モテ期なんて聞いていない!ー若手実業家社長の幼馴染と元カレ刑事に求婚されています
「散々悩んだ上で、颯さんが結婚を決められないなら、別れるって決めて話を切り出したから。だから、別れた後にプロポーズされて驚いた」
「うん」
「今だから言えるけど、正直未練がましいなって」
「確かにな」
颯は苦笑する。あかりも釣られて少し笑った。
「でも、その後の颯さんの生い立ちを聞いて迷った。そんなに深く私のこと考えて、自分が仕事辞める決断をして。颯さんが仕事に情熱を持っているのも、周りから評価もされているのに、私のために投げ出す決意をしてくれたことに、すごく揺れた」
「そうか」
「うん」
あかりは一息ついた。次のセリフは口にしたくはない。けれど、自身にも残っている僅かな執着を断ち切るためにも、その言葉を発した。

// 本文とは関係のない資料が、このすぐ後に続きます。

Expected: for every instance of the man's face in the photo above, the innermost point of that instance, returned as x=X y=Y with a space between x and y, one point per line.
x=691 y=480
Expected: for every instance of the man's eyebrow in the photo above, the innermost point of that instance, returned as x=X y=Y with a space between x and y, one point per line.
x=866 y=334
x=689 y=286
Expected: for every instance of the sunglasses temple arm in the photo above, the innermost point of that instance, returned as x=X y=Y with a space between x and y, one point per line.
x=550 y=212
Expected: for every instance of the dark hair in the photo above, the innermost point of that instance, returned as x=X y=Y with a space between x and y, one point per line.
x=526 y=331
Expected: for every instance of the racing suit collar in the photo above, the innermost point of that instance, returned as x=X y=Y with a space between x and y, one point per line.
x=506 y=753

「でも、颯さんに対しての想いは情だったんです。好き、という気持ちと似ていたし、やっぱり初めての人だったから。勘違いして中途半端なことをしてごめんなさい」
頭を下げたあかりを見ていた颯は、不意に笑った。その笑みで、あかりは自分が気付く前に颯がそのことを察していたことを理解する。それくらいは、顔を見ればわかるくらいの関係だったのだから。